Pero Orhan fue más allá al aconsejarme que diera información falsa a Adelbarae sobre algún tema en particular. Adelbarae podrá ser un gran general… Pero se queja demasiado cuando está con Ecclesía y Zorg. Y son esas quejas lo que lo hacen peligroso cuando está con gente tan manipuladora como Ecclesía, me dijo en una ocasión en los jardines.

De repente sentí una pizca de compasión hacia Adelbarae, siempre tan hambriento de la atención de alguien que lo usa para beneficio propio, siempre buscando el modo de cumplir con los deberes impuestos de su familia de procurar un nuevo heredero al linaje familiar.

Un heredero que, al menos de mi parte, jamás llegará.

“Güzelay”, escuché que me llamaban de repente.

Me volví para ver quién llamaba. Solté un suspiro al ver que era mi queridísima suegra Ennio. Ésta se me acercaba con su cabellera oscura cubierta con algunas canas peinada al estilo de aquellas mujeres de la época eduardiana, con su vestido azul rey de manga larga hondeando en el aire, como si estuviera flotando. Su mirada era seria, algo nuevo para mí dada su característica severidad.

“Buenas tardes, casi noches, Ennio. ¿Qué sucede?”, le pregunté con naturalidad profesional.

“Debo hablar contigo sobre lo sucedido esta tarde”, me respondió.

Asintiendo con la cabeza, hice un gesto de que fuera quien liderara la marcha. Dado que en este palacio la discreción era importante, ambas creíamos conveniente que discutamos el asunto en mis habitaciones privadas.

Tras recorrer los pasillos con palpable incomodidad, entramos a mi habitación. Aghar estaba ahí, por lo que le pedí que nos trajera un poco de té de flor del desierto y unas galletas de nueces de Júpiter; la doncella, siempre discreta y dándose cuenta de que el asunto a discutir con Ennio era bastante serio, se marchó de la habitación, fue a buscar lo que le pedí.

Sentándonos ambas frente a frente en la pequeña salita adjunta al balcón, le sostuve la mirada a mi suegra y le dije: “Si crees que me voy a disculpar por lo que he dicho esta tarde en tu residencia, te aseguro que no tengo intención de hacerlo. Me disculparé por arruinarles el almuerzo, pero hasta ahí haré mi esfuerzo”.

Sin perder la seriedad, Ennio me respondió: “No vine aquí a exigirte disculpa alguna. Desafortunadamente Ralna tiende a hacer comentarios que sabe que puede incomodar a quienes no debería. Lo que sí me preocupa, Güzelay, es la relación que mantienes con los archiduques de Von y la duquesa de G en particular. En estos momentos de tensión no es conveniente estrechar más los lazos de amistad con esa familia”.

“¿Por qué?”

Aghar entró en ese momento con una bandeja llena de galletas, una tetera y dos tazas. Al retirarse nuevamente, serví el líquido y lo bebimos. Dejando su taza en la mesa, Ennio fue franca: “Es posible que estemos pronto en guerra, Güzelay, y no me refiero a las campañas militares en las que Adelbarae participa de vez en cuando”.
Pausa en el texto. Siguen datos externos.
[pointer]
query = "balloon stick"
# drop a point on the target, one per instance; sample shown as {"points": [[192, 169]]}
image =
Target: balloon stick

La observé en silencio, procesando sus palabras. El otro día Meleke me había advertido que tuviera cuidado con mis pasos y evitar abordar el tema de la sucesión, de ser posible, pues ya las familias nobles y los clanes militares están empezando a tomar bandos de forma discreta. La gran mayoría, supone la Gran Concubina, se pondría del lado de D’leh.

Fue entonces que las palabras empezaron a salir de mis labios sin que yo pudiera detenerlas. Una idiotez de mi parte, un riesgo sin calcular… Un producto de una curiosidad mal enfocada.

“¿Qué importancia tendría para mí, una pobre esposa olvidada y menospreciada por su propio marido que anda tras el culo de la Alta Concubina ¿Qué importancia tendría para mí todo eso si de todos modos es muy posible que ustedes me dejen en Titán?”, cuestioné mientras bebía un sorbo de té.